1. Kevin Ahrens
Ahrens should have been ranked among the third basemen since the organization moved him to third base in the middle of the summer. However, for the sake of this list, since Ahrens has played more shortstop than third, and because the move did not immediately happen after he was drafted – it was decided to keep him among the shortstop. Ahrens had trouble picking up breaking pitches during his stint in the Gulf Coast League, and didn't show much power, although the organization quietly believes the power numbers will grow with experience. The switch hitter performed better from the right-hand side of the plate in his first professional season, than the left-hand side. Defensively he handled his new position well. All scouts agree with the move in the sense that it will not hurt Ahrens or the team. He has a solid arm, good range, and his quickness is improving.
2. Justin Jackson
The one question we constantly kept asking scouts is about his power. All scouts agreed that Justin has good bat speed, but are split about his future power potential. While most scouts concurred he will not be a 20-home run hitter, they agreed he could be a power threat is he gets stronger. Defensively Jackson has a cannon of an arm but his quickness is questioned by some scouts. Jackson lacks the quick first step, both on defense, and when running, which leads scouts to lower his mark on his range and speed. "He runs great once he gets underway, but does not have that quick first step many great runners and shortstops have."
3. Sergio Santos
Santos had a break out year with New Hampshire this season batting .250 with twenty home runs and sixty-two runs.
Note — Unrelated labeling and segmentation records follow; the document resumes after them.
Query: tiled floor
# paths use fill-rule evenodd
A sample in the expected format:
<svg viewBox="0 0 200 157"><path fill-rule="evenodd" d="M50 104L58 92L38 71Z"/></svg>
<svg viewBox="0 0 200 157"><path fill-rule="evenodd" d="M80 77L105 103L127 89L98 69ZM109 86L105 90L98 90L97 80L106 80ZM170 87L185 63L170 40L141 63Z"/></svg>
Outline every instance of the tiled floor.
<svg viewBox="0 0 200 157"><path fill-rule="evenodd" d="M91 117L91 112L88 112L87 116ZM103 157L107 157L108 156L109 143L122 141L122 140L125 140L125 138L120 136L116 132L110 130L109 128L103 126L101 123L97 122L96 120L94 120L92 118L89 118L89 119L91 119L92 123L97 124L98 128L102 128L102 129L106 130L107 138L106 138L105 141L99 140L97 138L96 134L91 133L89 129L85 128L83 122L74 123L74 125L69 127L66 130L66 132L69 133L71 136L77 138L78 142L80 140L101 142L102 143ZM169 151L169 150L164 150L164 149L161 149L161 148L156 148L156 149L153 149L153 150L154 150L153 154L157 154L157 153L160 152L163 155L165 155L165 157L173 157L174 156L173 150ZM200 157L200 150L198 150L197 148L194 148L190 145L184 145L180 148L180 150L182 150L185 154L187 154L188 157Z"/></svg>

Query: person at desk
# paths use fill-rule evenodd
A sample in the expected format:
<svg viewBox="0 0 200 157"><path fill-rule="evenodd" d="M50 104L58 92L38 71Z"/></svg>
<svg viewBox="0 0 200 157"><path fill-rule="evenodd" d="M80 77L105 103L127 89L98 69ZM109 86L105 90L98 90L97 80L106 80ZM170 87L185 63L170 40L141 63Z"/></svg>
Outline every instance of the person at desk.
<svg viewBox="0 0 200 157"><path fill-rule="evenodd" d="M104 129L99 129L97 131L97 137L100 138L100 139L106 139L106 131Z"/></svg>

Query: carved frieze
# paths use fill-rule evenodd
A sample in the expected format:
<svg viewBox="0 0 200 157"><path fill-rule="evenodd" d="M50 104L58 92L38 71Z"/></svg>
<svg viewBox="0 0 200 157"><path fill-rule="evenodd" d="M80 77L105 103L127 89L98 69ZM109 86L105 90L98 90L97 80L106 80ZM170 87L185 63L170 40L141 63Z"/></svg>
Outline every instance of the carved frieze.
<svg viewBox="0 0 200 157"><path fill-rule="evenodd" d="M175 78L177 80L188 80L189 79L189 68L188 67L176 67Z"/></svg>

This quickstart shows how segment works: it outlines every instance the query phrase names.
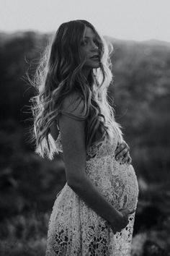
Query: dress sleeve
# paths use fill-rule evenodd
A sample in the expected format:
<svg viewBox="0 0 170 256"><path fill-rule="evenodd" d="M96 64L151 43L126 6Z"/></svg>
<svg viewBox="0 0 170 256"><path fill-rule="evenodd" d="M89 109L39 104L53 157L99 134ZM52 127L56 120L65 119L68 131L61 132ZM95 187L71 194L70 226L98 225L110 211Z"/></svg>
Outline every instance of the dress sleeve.
<svg viewBox="0 0 170 256"><path fill-rule="evenodd" d="M58 114L63 114L78 121L86 120L88 116L84 101L76 94L68 95L64 98Z"/></svg>

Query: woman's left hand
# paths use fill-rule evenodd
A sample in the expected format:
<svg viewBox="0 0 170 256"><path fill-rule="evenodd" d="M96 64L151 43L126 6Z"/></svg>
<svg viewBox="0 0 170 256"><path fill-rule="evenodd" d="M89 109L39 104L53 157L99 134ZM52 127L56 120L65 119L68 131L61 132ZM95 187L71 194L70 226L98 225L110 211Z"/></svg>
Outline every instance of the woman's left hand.
<svg viewBox="0 0 170 256"><path fill-rule="evenodd" d="M122 163L126 163L130 165L132 163L132 158L130 155L129 151L130 148L128 145L125 142L125 140L123 140L121 144L117 145L115 152L116 161L121 160Z"/></svg>

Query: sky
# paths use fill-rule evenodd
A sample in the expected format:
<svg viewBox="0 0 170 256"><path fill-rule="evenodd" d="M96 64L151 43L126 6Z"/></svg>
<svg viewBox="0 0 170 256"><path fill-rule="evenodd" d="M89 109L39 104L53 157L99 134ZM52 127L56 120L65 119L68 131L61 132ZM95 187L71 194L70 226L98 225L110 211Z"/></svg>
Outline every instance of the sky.
<svg viewBox="0 0 170 256"><path fill-rule="evenodd" d="M86 20L102 35L170 42L170 0L0 0L0 31L56 31Z"/></svg>

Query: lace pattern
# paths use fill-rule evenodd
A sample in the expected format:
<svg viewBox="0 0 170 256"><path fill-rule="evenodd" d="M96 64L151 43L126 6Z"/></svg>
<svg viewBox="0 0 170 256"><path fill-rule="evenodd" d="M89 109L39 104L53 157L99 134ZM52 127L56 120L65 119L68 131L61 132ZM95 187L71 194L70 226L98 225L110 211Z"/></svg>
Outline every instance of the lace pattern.
<svg viewBox="0 0 170 256"><path fill-rule="evenodd" d="M60 134L55 141L62 152ZM114 207L136 208L138 185L132 165L115 159L117 138L107 137L86 153L86 175ZM121 232L113 234L108 222L98 216L66 183L55 201L48 234L46 256L130 255L135 213Z"/></svg>

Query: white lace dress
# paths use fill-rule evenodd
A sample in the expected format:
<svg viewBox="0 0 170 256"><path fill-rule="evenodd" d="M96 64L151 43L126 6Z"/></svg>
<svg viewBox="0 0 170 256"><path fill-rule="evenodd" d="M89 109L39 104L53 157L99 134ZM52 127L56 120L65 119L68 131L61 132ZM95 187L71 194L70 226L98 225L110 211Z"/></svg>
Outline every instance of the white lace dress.
<svg viewBox="0 0 170 256"><path fill-rule="evenodd" d="M62 152L61 134L55 141ZM138 185L132 165L115 159L117 137L107 136L86 153L86 175L117 210L137 207ZM46 256L130 255L135 213L121 232L113 234L108 222L97 215L66 183L57 195L49 221Z"/></svg>

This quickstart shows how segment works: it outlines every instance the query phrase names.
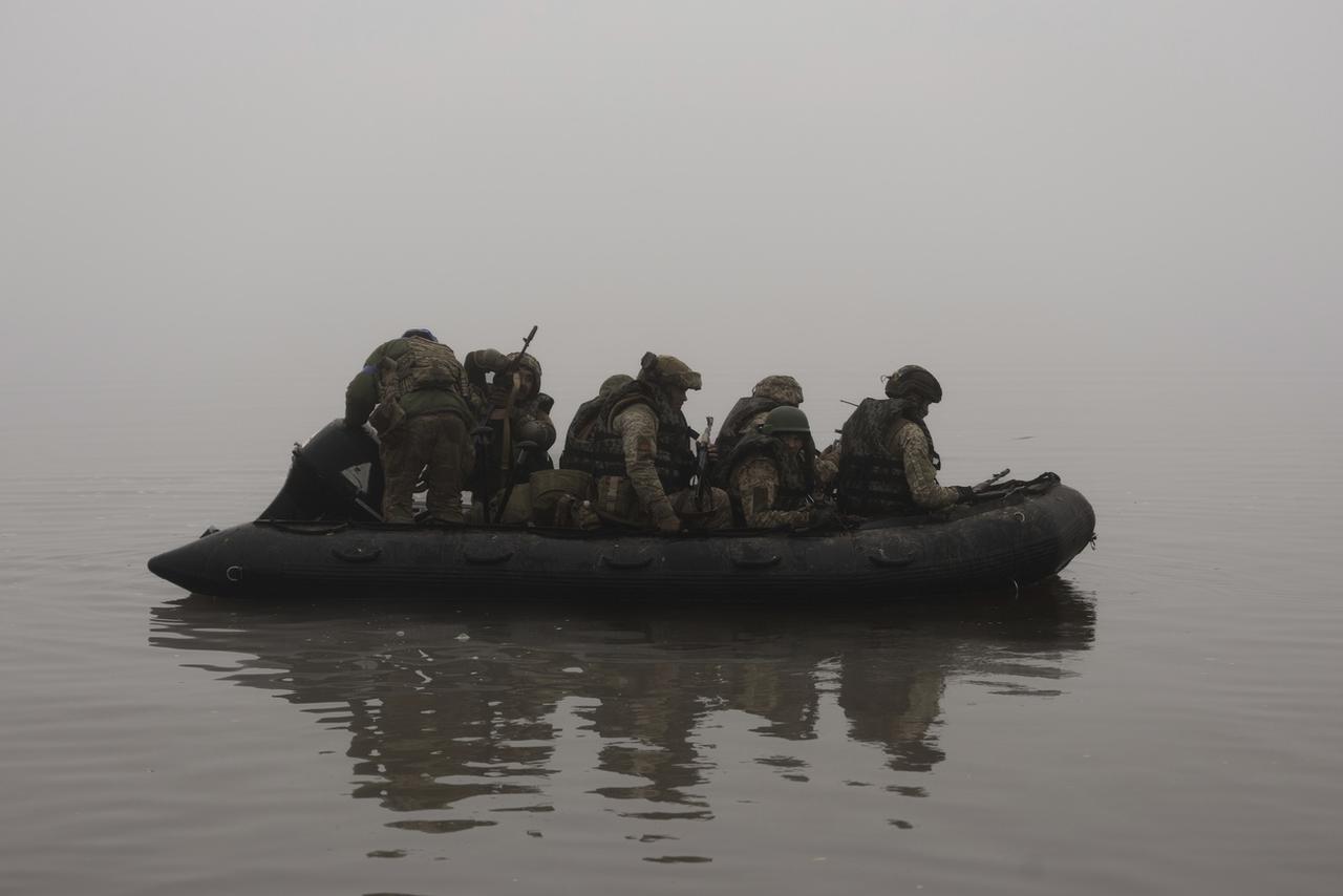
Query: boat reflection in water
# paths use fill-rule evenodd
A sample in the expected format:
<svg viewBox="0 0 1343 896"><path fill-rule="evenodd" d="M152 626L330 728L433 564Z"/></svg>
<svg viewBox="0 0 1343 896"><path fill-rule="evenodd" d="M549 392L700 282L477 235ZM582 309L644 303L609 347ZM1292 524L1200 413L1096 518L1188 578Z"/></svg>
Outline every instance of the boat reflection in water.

The 24-year-old also showed his gap power by belting thirty-four home runs. Santos was relatively disciplined at the plate as he struck out just below 100 times and accumulated 432 at bats. He was promoted to Triple-A late in the season, but struggled once again, batting just .191 with no home runs. Scouts just don't believe Santos will cut it at the higher levels of professional baseball. A few scouts believed his power in Double-A came from facing pitchers he was clearly better than. Santos has yet to prove himself at Triple-A and until he does so, he will not be looked at seriously.